Challenge in extracting highlighted text: Split line issue

cacglo · May 9, 2024, 5:48am

We are working on a use case where we extract yellow highlighted text from the document. However the segmentation of text is inaccurate, leading to break lines within sentences. For example, a sentence like “The quick brown fox jumped over the fence, and chased the sheep” is segmented incorrectly as:

“The quick brown fox jumped
over the fence, and chased the
sheep”

CODE

public static String ExtractHighlightedTextFromDocx(String docxFilePath){
        // Load the document
        String fullPath="/tmp/output_aspose.txt";
        try {
            // Load the document
            com.aspose.words.Document doc = new com.aspose.words.Document("/tmp/"+docxFilePath);

            PrintWriter writer = new PrintWriter(new FileWriter(fullPath));
            FieldCollection fields = doc.getRange().getFields();

               // Iterate through the Field collection and remove any fields that have the type "ADDIN EN.CITE".
               for (com.aspose.words.Field field : fields) {
                    field.unlink();
               }

            // Get all runs from the document
            NodeCollection<Run> runs = doc.getChildNodes(NodeType.RUN, true);

            // Iterate through all runs
            for (Run run : runs) {
                // Check if the run is highlighted
                if (run.getFont().getHighlightColor() != null && run.getFont().getHighlightColor().equals(java.awt.Color.YELLOW)) 
                {
                    // Print the highlighted text
                    //System.out.print(run.getText());
                    String text = run.getText().trim();
                    writer.write(text + "\n");
                }
                
            }
            writer.close();
        
        } catch (Exception e) {
            System.out.println(e.getMessage());
        }
        return fullPath;
    }

The paragraph-level extraction seems to be missing while using this feature.

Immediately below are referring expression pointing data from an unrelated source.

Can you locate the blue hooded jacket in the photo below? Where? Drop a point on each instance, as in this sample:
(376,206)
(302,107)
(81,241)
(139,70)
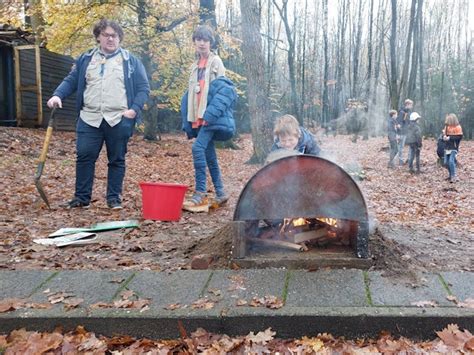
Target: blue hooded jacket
(136,82)
(306,143)
(219,113)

alexey.noskov · May 9, 2024, 11:35am

@cacglo It is not mandatory that text in sentence be represented as a single Run even if whole text has the same formatting. You can try using Document.joinRunsWithSameFormatting method to join runs with same formatting in all paragraphs of the document.

cacglo · May 21, 2024, 3:42am

How can I use this in the code?

alexey.noskov · May 21, 2024, 4:30am

@cacglo Just call this method after loading document and before further processing of the document.